Aşırı doz iletişim

Gültekin KARA OTOSTOP gultekin.kara@dunya.com

Bugünkü köşemi Alphan Manas’a ayırmak istedim. Türkiye’nin ilginç işadamlarından bir tanesi. Fütürist ve girişimci. Bugün birçoğumuzun kullandığı OGS, deniz taksi gibi projelerin belirli bir bölümünde imzası bulunuyor. Birçok dergide adına dosyalar yazıldı. Ben dahil birçok gazeteci kendisiyle görüştü, haberlerini yaptı. Son dönemdeki haberlerin hepsinin ortak noktası ise Manas ve dünyanın herhangi bir yerindeki, büyük fırsatlar sunan elektrikli otomobil projeleriydi.

Manas’ın otomotiv dünyasına ilk girişi otomotiv haberleriyle manşetlere taşınması, otomotiv dünyasının önemli tasarımcıları arasında gösterilen ve yoluna bağımsız devam eden Murat Günak ile Başbakan Recep Tayyip Erdoğan’a

test ettirdikleri Mindset projesi olmuştu.
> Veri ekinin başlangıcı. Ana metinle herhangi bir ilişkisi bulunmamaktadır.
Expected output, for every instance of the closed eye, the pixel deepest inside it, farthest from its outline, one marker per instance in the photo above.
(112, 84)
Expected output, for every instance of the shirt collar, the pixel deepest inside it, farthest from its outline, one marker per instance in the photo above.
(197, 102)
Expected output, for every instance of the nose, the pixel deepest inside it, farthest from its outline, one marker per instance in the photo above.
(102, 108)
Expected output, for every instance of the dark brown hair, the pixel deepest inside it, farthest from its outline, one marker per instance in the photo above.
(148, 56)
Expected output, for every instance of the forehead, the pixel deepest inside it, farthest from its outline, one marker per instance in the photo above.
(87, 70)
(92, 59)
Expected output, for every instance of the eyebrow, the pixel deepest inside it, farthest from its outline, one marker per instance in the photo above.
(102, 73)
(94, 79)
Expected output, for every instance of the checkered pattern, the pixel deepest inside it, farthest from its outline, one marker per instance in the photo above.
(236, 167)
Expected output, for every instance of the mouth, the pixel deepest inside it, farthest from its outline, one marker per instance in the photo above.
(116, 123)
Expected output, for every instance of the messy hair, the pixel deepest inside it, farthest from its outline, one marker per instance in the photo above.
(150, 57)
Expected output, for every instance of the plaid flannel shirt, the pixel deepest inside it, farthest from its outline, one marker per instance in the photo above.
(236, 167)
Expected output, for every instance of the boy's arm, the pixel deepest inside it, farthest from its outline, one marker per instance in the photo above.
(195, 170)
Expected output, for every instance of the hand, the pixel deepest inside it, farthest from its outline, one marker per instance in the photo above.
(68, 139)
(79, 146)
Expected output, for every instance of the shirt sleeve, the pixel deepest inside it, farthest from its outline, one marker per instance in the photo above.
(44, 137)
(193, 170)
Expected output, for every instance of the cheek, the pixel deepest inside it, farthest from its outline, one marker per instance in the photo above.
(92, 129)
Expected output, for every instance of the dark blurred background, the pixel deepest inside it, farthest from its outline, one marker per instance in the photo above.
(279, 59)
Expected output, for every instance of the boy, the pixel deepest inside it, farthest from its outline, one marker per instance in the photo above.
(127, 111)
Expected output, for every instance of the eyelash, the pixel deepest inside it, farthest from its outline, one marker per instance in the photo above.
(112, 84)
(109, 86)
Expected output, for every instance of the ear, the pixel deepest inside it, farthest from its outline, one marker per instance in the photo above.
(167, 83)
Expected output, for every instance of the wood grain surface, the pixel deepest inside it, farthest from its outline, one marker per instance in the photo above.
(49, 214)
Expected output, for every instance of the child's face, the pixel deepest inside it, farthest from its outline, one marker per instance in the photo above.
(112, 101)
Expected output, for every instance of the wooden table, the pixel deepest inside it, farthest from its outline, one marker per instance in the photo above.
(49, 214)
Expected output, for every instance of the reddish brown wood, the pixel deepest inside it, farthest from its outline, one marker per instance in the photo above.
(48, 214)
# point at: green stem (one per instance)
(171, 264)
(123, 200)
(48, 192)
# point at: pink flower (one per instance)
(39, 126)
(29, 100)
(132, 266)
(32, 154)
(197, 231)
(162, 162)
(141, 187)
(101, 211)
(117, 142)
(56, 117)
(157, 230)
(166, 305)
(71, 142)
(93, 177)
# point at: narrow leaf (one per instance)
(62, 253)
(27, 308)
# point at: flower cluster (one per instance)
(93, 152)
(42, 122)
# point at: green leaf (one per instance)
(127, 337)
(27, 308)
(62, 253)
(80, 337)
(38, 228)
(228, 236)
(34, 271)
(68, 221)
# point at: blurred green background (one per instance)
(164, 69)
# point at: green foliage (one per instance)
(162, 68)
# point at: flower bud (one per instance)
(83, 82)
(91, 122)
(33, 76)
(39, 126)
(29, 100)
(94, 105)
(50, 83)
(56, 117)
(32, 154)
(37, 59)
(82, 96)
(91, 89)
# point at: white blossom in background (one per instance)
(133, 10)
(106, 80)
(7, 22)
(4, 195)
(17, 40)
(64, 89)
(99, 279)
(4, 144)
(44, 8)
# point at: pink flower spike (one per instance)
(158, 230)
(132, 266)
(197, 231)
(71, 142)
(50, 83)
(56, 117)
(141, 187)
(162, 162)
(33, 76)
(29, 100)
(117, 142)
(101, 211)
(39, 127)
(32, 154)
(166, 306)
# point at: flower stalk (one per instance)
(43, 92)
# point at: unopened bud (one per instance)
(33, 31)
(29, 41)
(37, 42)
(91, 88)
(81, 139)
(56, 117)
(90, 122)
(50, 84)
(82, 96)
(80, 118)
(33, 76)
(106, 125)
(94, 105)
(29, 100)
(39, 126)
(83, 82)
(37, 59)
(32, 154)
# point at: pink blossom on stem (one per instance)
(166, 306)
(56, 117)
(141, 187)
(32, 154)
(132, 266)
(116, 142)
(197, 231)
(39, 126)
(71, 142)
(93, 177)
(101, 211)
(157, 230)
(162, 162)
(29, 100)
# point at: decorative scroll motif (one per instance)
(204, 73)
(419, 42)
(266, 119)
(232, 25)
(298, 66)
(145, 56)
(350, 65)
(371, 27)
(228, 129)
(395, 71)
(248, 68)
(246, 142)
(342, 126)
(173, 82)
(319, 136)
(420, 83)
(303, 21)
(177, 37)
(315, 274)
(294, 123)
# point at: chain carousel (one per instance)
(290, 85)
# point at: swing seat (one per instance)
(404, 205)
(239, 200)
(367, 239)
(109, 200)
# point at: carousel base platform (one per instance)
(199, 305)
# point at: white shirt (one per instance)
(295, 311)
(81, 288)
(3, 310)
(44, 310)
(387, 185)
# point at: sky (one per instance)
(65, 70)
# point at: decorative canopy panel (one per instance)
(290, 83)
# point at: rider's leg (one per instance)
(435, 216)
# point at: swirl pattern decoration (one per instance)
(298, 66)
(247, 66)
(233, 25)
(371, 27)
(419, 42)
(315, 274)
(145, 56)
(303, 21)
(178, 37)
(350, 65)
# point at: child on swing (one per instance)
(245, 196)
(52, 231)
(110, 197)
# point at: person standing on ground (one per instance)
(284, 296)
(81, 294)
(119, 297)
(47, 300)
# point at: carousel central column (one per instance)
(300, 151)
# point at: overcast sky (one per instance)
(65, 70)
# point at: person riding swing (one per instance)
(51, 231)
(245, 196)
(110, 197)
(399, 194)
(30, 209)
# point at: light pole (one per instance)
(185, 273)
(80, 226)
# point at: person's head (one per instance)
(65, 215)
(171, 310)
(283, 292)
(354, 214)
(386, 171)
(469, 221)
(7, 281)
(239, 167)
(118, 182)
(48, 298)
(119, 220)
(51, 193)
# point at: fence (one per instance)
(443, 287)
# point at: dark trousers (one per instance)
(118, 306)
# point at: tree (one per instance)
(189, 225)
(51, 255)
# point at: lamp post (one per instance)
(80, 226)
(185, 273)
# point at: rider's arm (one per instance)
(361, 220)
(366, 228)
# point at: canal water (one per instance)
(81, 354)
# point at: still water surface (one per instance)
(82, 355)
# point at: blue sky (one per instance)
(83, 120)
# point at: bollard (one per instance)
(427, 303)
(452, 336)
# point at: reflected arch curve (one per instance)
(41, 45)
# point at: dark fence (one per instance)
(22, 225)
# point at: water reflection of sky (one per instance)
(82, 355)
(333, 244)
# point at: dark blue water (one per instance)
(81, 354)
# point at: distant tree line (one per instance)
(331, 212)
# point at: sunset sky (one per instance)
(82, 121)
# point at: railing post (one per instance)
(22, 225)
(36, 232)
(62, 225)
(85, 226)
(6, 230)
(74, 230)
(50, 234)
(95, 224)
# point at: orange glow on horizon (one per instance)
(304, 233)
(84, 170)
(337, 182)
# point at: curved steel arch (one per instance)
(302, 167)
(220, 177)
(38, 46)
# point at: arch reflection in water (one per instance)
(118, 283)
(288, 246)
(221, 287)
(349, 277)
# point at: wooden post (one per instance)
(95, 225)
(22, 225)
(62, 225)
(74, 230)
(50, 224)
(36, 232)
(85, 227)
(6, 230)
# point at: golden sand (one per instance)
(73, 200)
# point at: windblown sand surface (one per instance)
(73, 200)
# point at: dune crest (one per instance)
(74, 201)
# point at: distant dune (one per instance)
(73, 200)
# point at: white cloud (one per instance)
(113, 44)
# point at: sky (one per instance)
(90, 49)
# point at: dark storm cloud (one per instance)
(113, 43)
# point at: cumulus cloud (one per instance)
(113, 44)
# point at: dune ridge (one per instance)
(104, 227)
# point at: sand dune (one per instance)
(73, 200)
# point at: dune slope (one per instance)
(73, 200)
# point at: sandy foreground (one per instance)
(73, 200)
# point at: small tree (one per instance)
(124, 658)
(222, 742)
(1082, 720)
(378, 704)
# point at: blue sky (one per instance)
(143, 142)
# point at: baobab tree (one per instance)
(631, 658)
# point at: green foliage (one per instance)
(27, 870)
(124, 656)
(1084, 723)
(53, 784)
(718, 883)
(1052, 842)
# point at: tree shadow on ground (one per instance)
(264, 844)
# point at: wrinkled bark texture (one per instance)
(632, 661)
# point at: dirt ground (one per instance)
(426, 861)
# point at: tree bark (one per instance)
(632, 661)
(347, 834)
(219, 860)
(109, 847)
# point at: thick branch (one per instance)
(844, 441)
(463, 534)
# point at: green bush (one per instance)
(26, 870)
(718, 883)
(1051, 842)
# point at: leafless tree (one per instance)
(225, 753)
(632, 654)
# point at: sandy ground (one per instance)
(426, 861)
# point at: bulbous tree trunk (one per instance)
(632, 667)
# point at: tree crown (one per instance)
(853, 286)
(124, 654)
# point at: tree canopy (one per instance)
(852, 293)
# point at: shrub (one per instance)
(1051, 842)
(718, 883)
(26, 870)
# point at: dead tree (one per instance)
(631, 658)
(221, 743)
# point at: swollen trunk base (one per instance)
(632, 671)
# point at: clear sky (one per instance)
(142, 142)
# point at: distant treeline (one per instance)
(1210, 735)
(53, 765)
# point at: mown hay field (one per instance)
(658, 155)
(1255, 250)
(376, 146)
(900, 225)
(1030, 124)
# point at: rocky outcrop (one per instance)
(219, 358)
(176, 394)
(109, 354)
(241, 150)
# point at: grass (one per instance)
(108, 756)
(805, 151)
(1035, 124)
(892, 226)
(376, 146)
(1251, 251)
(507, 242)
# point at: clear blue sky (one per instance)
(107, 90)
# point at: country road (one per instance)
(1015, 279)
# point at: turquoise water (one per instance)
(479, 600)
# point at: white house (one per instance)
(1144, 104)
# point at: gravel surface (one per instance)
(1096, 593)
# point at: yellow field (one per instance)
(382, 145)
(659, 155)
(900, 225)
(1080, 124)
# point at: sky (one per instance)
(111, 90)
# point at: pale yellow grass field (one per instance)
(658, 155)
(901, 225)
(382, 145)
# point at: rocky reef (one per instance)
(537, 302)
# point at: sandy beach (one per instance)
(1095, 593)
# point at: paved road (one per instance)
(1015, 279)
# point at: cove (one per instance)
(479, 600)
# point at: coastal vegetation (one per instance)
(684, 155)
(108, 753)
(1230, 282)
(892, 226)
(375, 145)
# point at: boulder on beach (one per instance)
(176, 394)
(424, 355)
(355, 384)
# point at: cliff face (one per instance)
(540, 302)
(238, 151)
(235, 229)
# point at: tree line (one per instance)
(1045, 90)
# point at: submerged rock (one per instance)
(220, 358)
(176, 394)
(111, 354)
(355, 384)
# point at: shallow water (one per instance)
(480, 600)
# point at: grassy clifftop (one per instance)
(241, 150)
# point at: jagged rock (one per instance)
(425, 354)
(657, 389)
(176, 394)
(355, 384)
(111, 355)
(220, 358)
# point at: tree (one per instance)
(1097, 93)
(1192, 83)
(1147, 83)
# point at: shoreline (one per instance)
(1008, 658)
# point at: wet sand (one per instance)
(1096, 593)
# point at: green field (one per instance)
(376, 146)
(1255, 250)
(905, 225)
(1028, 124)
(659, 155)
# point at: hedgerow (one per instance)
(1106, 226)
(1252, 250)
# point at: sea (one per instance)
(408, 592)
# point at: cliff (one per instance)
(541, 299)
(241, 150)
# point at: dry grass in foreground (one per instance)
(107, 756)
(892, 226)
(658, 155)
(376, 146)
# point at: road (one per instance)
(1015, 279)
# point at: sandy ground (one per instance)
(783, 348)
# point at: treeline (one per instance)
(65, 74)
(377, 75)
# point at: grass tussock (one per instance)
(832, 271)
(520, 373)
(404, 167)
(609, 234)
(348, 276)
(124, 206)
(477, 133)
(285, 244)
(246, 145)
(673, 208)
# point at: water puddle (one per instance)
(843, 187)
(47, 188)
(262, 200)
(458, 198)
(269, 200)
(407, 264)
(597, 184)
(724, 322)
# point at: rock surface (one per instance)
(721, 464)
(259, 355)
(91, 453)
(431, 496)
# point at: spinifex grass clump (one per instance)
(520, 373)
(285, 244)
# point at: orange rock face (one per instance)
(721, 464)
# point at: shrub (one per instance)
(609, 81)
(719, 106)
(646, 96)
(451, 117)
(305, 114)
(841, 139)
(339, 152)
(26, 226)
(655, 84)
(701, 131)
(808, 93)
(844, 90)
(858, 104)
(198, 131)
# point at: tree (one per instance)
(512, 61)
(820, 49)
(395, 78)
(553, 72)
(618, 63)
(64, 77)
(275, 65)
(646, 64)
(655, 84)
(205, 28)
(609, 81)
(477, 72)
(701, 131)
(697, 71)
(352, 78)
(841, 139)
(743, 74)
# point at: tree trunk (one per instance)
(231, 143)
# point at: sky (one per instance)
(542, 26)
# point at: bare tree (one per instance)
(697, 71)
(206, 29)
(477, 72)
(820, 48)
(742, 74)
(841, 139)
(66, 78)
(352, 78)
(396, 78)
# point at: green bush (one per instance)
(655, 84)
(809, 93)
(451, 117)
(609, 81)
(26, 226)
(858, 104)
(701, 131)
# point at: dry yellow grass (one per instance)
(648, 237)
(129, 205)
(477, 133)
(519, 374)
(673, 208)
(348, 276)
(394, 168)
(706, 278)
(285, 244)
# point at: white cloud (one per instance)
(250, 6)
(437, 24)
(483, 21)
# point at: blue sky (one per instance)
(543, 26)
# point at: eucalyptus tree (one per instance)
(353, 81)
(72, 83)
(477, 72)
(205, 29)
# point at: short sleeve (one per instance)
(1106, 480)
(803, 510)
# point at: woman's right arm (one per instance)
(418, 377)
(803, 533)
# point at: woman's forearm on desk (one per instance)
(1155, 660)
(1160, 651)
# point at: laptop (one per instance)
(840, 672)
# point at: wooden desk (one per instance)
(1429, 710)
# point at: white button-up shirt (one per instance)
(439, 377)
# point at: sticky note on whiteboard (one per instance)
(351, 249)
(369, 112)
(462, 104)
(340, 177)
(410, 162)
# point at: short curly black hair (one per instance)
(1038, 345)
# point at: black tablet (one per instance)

Daha sonra ikilinin yolları kısa bir süre içinde ayrılmıştı. Manas, yoluna sırasıyla Heuliez, Tilter ve Think projeleriyle devam etti. Devam etti derken, Manas Avrupa’da kriz nedeniyle kim zorda kalmışsa onlarla buluşup o fabrikayı satın almayı hedefledi. Ya da en azından o tip demeçler verdi. Ancak gelinen noktada sadece Tilter’de bir anlamda ilerleme sağlandı. Ne Heuliez, ne de Think, Manas’a yar olmadı.

Geçtiğimiz günlerde Hürriyet Gazetesi’nde Emre Özpeynirci’nin haberinde Manas’ın Think’in peşinde olduğunu anlatan bir yazı okumuştum. Haberin detayında ise Manas’ın ağzından, “Bu ihalede biz değil Ener1 çok şanslı. O kazanacak” mealinde devam cümleleri vardı.

Yani bir anlamda Alphan Manas alamayacağını düşündüğü bir ihale hakkında demeç veriyordu ki haklı da çıktı. Kendisiyle konuşmadım ama bu demeçlerdeki amacının Türkiye’de iyi bir yatırımcının dikkatini çekerek bu firmayı almasını sağlamak olduğunu düşünüyorum. Bu düşüncemi ise Alphan Manas’ın basına yansıyan diğer ihale süreçlerindeki açıklama ve tutumlarından edindiğim gözlemlerle destekliyorum.

Kendisiyle yaptığımız yüzyüze görüşmelerden de edindiğim izlenimler, elektrikli otomobilin geleceğine çok inandığı yönünde. Bu işin gelecekte çok büyük olacağını söylüyor ve buna yürekten inanıyor.

O yüzden büyükleri, bu alana çekmeye çalışıyor. Bir anlamda, hazine yolunda kral/kraliçe ya da aristokrat sınıftan

destek arayan eski denizciler gibi. Araştırıyor, kaynağı buluyor, o kaynağa yatırım yapılması için girişimlere başlıyor. Aynı, yeni dünyayı ele geçirebilmek için Kraliçe’den destek isteyen Kristof Kolomb gibi.

Peki neden Alphan Manas’ın dört elektrikli araç girişimi de bekleneni veremedi. Ben bunun nedeninin kendimce

aşırı doz iletişim olduğuna yönelik kendimci bir teşhis koydum. Manas’ın proje üzerine ilgiyi çekmek için kullandığı stratejilerin mevcut projenin üzerinde ekstra bir beklenti yarattığını, konu hesap kitap işlerine geldiğinde yatırımcıların bu işe girmekten imtina ettiklerini düşünüyorum.

Otomotiv ilginç bir iş. Bence buradan kazanılan paranın yine otomotiv yatırılması, bu sistemi bozmayan yatırımcıyı çok para kazandırabilir. Ancak, otomotivden kazanılan paranın başka işlere yatırılması, her iki işi de batırabilir ki bunun çok örneğini gördük. Farklı bir yönden bakıldığında, dışarıdan bu işe girecek kişilerin de ilk etapta maddi/manevi motive olabilmeleri çok zor görünüyor. İşte bu kısır döngü içinde Manas’ın elektrikli projeleri bence mevcut otomotiv yatırımcıları için bir cazibe merkezi değil. Otomotiv endüstrisi dışındaki isimler ise galiba maceraya atılmak istemiyor.